I'm a pretty good gift giver sometimes, if I do say so myself. I really enjoy thinking carefully about who a person is and especially, what kinds of things they don't realize other people know about them and surprising them with a related gift. I like to think that we all have a treasure box we open when we are alone from time to time to polish, organize or simply gaze in contentedness. I can't always pull it off, but when I'm able to catch a glimpse of someone's treasure box and maybe add to it, it's one of the most satisfying feelings I can think of.
Over the past couple of weeks, I've become inspired to go through that process for myself. I realized that I've opened my mind to the things people I love care about countless times. I've spent a lot of time and loving energy into figuring out how to highlight, acknowledge and honor these people. I will always love doing that and don't plan on giving it a rest, but I'm admitting I've never put that kind of effort into finding out what's in my treasure box, or I haven't in a long time. I used to be better about it when I was younger and had less responsibilities...I had a spot in the woods near the house I grew up in where I could steal away and just sit, soaking up the surroundings...I used to shut myself in my room, lay on the floor with my radio and collection of tapes and listen to my favorite music for hours on end....if I was having a hard day, I would sit at the piano and play all of my favorite songs until I felt better...

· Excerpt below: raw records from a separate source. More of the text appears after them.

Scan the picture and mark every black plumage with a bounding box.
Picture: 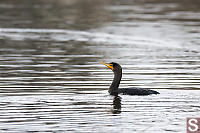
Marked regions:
[102,62,160,95]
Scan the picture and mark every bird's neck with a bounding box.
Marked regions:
[109,69,122,95]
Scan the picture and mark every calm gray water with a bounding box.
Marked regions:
[0,0,200,133]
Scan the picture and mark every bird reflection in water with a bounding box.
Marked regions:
[111,96,121,114]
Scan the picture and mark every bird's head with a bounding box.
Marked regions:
[101,62,122,72]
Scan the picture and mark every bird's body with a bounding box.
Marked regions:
[102,62,159,95]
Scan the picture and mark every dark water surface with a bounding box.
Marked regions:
[0,0,200,133]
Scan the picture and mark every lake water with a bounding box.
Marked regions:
[0,0,200,133]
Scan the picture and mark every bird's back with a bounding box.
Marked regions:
[118,87,160,95]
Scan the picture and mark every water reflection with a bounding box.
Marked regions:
[0,0,200,133]
[112,96,121,114]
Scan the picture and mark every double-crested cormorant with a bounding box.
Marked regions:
[102,62,160,95]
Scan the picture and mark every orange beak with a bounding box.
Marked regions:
[101,61,113,70]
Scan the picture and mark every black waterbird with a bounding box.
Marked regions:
[101,62,160,95]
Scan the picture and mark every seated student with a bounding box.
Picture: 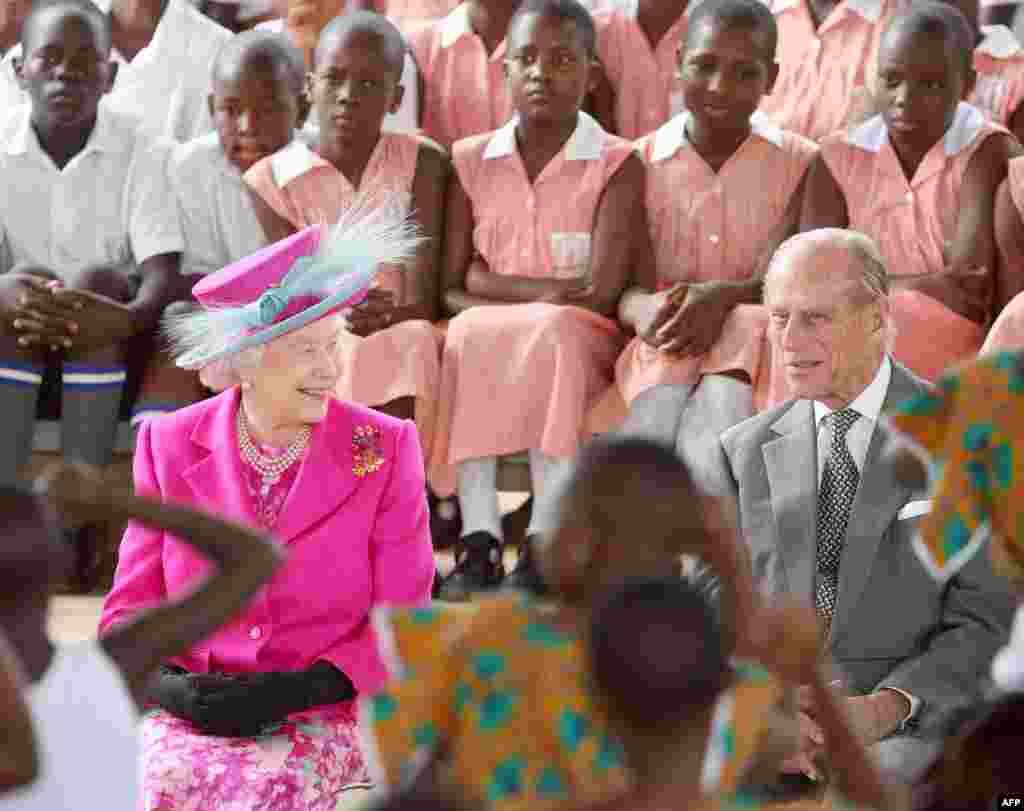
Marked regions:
[257,0,421,134]
[4,0,231,140]
[761,0,903,140]
[360,437,770,811]
[0,467,281,811]
[801,3,1017,381]
[132,32,305,424]
[595,0,696,140]
[0,0,32,118]
[587,580,901,811]
[0,633,39,797]
[245,11,450,459]
[430,0,645,599]
[606,0,817,462]
[0,0,182,481]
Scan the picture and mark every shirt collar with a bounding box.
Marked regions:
[270,138,329,188]
[483,113,607,161]
[651,110,784,163]
[845,101,985,157]
[770,0,885,23]
[974,26,1024,59]
[814,355,893,428]
[441,3,473,48]
[4,104,131,155]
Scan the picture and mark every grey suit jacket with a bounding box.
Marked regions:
[720,362,1014,749]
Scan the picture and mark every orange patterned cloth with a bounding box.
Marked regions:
[890,352,1024,579]
[362,594,781,811]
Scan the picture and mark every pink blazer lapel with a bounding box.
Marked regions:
[181,388,255,525]
[274,400,362,544]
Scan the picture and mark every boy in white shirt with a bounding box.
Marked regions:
[0,0,182,497]
[132,31,305,424]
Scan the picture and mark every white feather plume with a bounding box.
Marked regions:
[164,193,424,369]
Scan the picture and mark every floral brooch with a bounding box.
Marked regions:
[352,425,384,478]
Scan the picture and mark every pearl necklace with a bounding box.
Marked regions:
[238,404,310,498]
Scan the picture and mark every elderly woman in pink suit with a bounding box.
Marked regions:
[94,206,434,811]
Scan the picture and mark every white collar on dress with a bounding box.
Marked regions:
[483,112,607,161]
[650,110,784,163]
[440,3,473,48]
[270,138,326,188]
[769,0,885,23]
[3,104,133,158]
[844,101,985,157]
[974,26,1024,59]
[814,355,893,428]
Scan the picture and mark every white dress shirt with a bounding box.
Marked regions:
[169,132,266,274]
[0,105,182,278]
[0,0,232,141]
[814,355,921,730]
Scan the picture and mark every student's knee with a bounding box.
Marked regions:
[68,267,137,302]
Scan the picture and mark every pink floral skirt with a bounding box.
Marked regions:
[139,703,371,811]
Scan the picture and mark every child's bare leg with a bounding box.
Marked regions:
[60,268,135,467]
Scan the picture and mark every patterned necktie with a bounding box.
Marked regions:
[814,409,860,633]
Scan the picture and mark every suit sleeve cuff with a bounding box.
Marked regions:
[882,687,922,732]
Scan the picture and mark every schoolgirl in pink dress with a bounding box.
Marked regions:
[245,11,450,457]
[592,0,817,430]
[429,0,643,599]
[801,3,1014,387]
[411,0,517,147]
[761,0,902,140]
[595,0,689,139]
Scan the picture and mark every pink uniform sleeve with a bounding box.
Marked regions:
[319,421,434,693]
[99,422,167,635]
[242,155,307,228]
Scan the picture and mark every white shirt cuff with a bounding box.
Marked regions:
[882,687,921,732]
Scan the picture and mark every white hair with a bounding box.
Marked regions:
[764,228,896,351]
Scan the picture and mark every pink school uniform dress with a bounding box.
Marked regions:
[591,113,817,431]
[821,102,1006,381]
[411,3,514,148]
[979,158,1024,354]
[761,0,901,140]
[99,387,434,811]
[969,26,1024,127]
[428,113,633,497]
[594,3,688,140]
[245,132,442,459]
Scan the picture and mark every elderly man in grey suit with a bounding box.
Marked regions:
[720,228,1013,780]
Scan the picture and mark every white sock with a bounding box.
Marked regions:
[526,450,572,538]
[456,457,502,540]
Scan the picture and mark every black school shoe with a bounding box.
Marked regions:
[505,533,546,596]
[439,530,505,602]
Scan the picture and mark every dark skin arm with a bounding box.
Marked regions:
[800,135,1019,324]
[348,144,452,336]
[992,173,1024,318]
[39,253,181,351]
[633,162,809,356]
[445,155,645,317]
[38,465,282,707]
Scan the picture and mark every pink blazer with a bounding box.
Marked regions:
[99,388,434,692]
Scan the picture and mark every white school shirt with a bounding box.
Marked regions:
[169,132,267,274]
[0,641,139,811]
[0,105,183,276]
[256,17,420,135]
[814,355,921,724]
[0,0,233,141]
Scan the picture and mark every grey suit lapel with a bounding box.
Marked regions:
[830,362,924,644]
[761,400,818,596]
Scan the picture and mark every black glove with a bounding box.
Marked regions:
[153,661,355,737]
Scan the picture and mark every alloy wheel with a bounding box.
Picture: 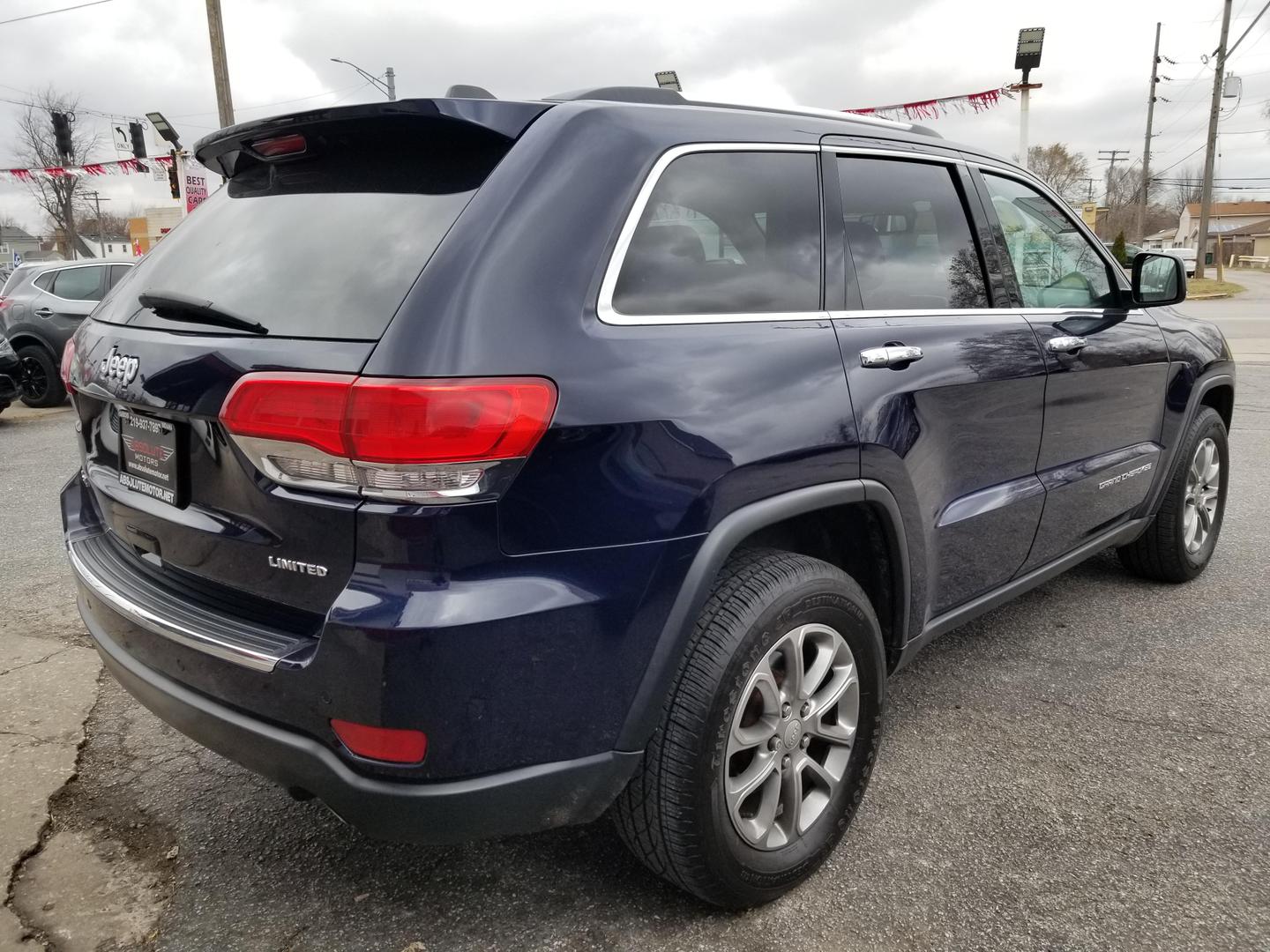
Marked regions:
[722,624,860,849]
[1183,436,1221,554]
[18,357,49,400]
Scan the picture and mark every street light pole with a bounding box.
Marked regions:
[1195,0,1244,278]
[1011,26,1045,169]
[330,56,396,101]
[1134,23,1160,243]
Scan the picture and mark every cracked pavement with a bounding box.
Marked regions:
[0,298,1270,952]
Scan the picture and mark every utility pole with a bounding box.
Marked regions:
[86,191,110,257]
[207,0,234,128]
[1195,0,1234,278]
[1099,148,1129,237]
[1132,23,1160,243]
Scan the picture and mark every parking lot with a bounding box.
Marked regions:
[0,294,1270,952]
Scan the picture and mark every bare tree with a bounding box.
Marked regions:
[1027,142,1090,203]
[17,86,98,257]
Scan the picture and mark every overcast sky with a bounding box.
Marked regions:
[0,0,1270,231]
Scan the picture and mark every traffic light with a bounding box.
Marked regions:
[168,148,180,198]
[49,112,75,161]
[128,122,146,159]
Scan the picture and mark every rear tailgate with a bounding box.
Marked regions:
[70,100,545,618]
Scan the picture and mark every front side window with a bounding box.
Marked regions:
[53,268,101,301]
[983,173,1115,307]
[838,156,988,311]
[614,152,820,316]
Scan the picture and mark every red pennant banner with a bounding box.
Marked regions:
[842,86,1013,121]
[0,155,173,182]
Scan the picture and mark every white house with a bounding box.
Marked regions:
[1174,202,1270,251]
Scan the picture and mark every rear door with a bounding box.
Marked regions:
[72,107,526,617]
[981,167,1169,571]
[826,150,1045,621]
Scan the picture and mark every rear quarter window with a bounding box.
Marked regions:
[94,121,511,340]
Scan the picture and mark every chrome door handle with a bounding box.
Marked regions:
[860,344,922,367]
[1045,338,1085,354]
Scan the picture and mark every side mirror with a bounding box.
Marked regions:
[1132,251,1186,307]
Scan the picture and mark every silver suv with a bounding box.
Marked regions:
[0,262,133,406]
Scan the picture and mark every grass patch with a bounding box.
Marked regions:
[1186,278,1247,297]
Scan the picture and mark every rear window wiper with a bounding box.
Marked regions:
[138,291,269,334]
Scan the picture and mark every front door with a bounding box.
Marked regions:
[826,150,1045,626]
[982,167,1169,571]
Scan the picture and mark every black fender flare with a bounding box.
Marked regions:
[1138,361,1235,517]
[616,480,912,750]
[5,324,63,364]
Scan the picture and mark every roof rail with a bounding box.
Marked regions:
[543,86,944,138]
[445,83,497,99]
[543,86,690,106]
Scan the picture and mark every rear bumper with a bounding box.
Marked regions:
[88,591,641,844]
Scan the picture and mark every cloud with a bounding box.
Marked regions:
[0,0,1270,233]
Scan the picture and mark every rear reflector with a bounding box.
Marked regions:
[330,718,428,764]
[221,373,557,502]
[251,133,309,159]
[61,338,75,393]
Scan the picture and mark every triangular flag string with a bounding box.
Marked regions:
[842,86,1013,121]
[0,155,171,182]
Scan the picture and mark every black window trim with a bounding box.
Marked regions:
[822,145,1007,318]
[595,142,829,326]
[969,161,1142,314]
[31,260,110,303]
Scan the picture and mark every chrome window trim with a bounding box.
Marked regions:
[31,257,126,305]
[595,142,828,326]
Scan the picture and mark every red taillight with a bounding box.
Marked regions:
[251,132,309,159]
[330,718,428,764]
[346,377,555,464]
[221,373,557,502]
[221,373,357,456]
[61,338,75,393]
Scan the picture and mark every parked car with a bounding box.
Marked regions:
[0,334,21,413]
[63,87,1235,908]
[1160,248,1195,278]
[0,262,133,406]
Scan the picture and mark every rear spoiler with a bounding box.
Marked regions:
[194,99,554,178]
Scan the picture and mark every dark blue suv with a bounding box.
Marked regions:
[63,87,1235,906]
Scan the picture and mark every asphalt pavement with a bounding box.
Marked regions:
[0,293,1270,952]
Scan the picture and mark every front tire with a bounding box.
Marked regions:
[18,344,66,407]
[614,550,886,909]
[1117,406,1230,583]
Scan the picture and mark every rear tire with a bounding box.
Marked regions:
[18,344,66,407]
[614,550,886,909]
[1117,406,1230,583]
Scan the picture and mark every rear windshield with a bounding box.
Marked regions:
[94,121,507,340]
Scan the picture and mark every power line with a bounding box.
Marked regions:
[0,0,113,26]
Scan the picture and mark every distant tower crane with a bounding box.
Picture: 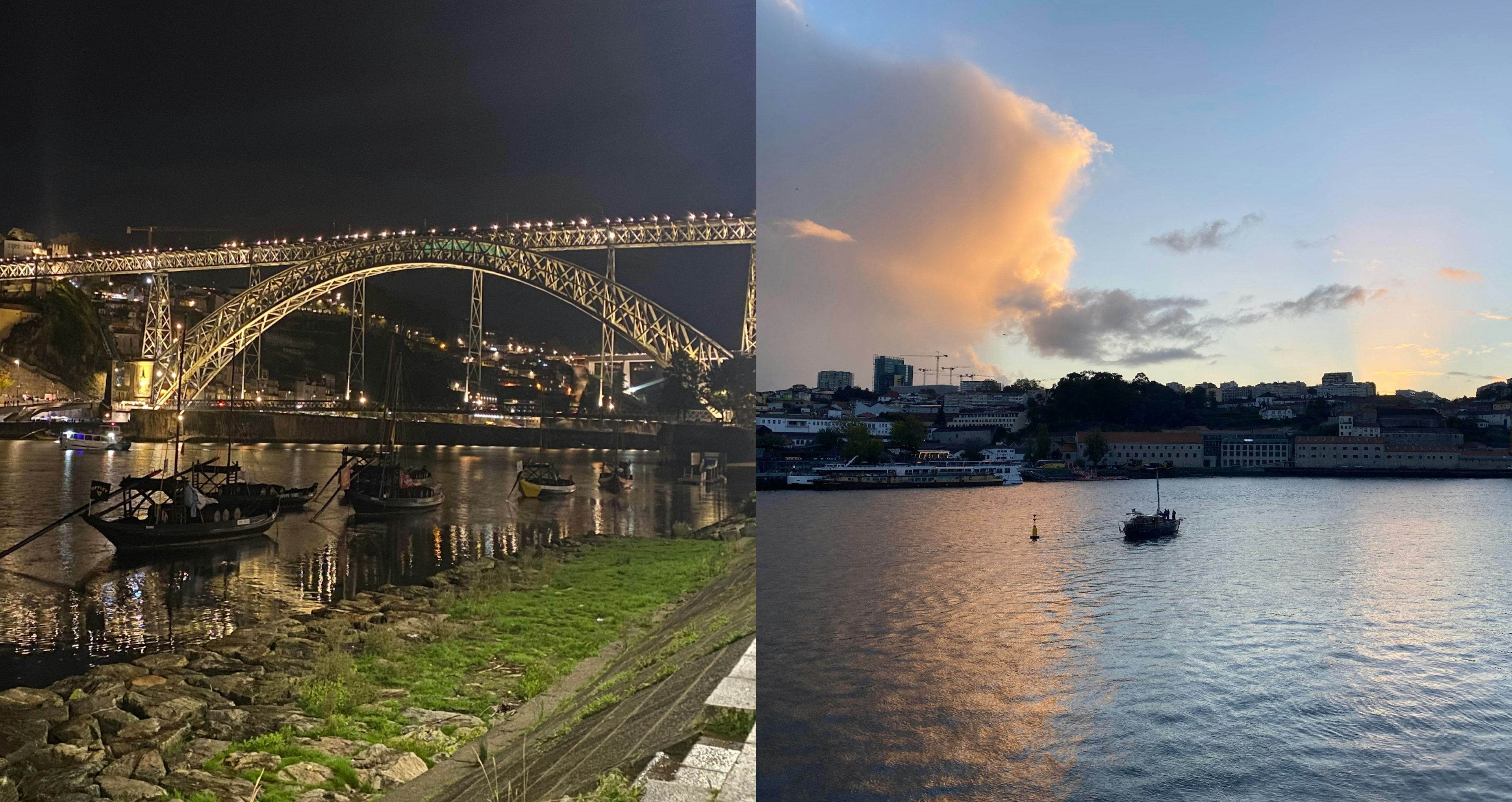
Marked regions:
[902,350,950,384]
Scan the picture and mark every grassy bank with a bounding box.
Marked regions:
[355,538,726,716]
[191,538,732,802]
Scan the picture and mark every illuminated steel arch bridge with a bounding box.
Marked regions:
[0,214,756,406]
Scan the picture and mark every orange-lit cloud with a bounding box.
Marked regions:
[777,220,856,242]
[756,0,1384,387]
[1438,267,1486,284]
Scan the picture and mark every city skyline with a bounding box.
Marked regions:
[758,0,1512,397]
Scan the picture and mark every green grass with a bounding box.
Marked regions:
[355,538,726,716]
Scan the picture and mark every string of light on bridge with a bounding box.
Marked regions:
[0,211,753,264]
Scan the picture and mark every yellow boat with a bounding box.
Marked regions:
[514,462,578,499]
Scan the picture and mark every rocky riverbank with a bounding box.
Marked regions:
[0,517,749,802]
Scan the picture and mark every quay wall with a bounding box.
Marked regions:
[122,409,756,462]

It becomes harder as we get older because we have less time, but I'm not floating through life without any interests or deep passions. However, I don't spend enough time honoring those things and trying to figure out how they all meet in the center, with me. I'm not a religious person, but I do believe all living beings on this earth are connected and that there is deep meaning in that connection. I think I'm always finding ways to strengthen those connections and have attempted this by nurturing other people. I'm only just now considering the possibility that these connections can only get so strong if I'm not spending more time polishing the stuff in my own treasure box.
As parents, we've heard over and over again (and nodded our heads in agreement) that by taking care of ourselves, we become better parents and partners. Although I've always believed this to be true, for some reason I don't personally invest the energy into the concept. Now that my kids are getting older though, it's becoming easier to see that there will be life after this one I'm entrenched in. My "after kids" life has always been fuzzy because having kids has been my end goal my entire life. All I ever wanted was to become a mother and somehow I never considered the fact that someday, my kids would be adults and more space would be made for me to think about me again. So...what to do with that?
I've decided to start figuring that out...to open my creaky old treasure box again and polish, organize and gaze in contentedness...I'm excited to see what comes of it.